Quantifying cell fate change under different stochastic gene activation frameworks

In single-cell research, understanding how stochasticity in gene transcription influences phenotypic heterogeneity within isogenic cell populations represents a fundamental question. Fluctuations in gene expression are characterized by statistical metrics such as mRNA distribution patterns and transcriptional noise, where the transcriptional states of critical genes often determine the progression of cell fate transitions. However, traditional deterministic models of transcriptional thresholds fail to fully explain the heterogeneity in cell fate decisions, particularly within complex gene regulatory networks and under environmental stresses. Consequently, developing quantitative frameworks to elucidate how different gene activation mechanisms impact cell fate holds significant importance for advancing our understanding of development, disease pathogenesis, and therapeutic strategies.

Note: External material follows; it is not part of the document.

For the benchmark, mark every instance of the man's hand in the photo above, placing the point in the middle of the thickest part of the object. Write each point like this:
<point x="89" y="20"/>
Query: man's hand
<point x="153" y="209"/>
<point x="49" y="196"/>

Recently, the research team led by Moxun Tang at the Department of Mathematics of Michigan State University and Feng Jiao at the Guangzhou Applied Mathematics Center of Guangzhou University published a study "Quantifying cell fate change under different stochastic gene activation frameworks" in the journal Quantitative Biology. By integrating mathematical modeling with experimental data, the researchers systematically analyzed how transcriptional noise regulates cell fate decisions under three distinct gene activation frameworks: the classical telegraph model, the three-state model, and the cross-talk pathway model.

The research team introduced two key quantitative concepts - the transcriptional threshold  and jumping index  - to establish the relationship between gene expression levels and cell fate transition probabilities. Through systematic construction and analysis of three stochastic gene expression models (the classical telegraph model, three-state model, and cross-talk pathway model; Figure 1), the study comprehensively investigated how transcriptional noise influences cell fate decisions under different gene activation frameworks. By integrating experimental data from HIV latency and yeast stress response systems, the work revealed some principles governing noise-mediated regulation of cell fate transitions.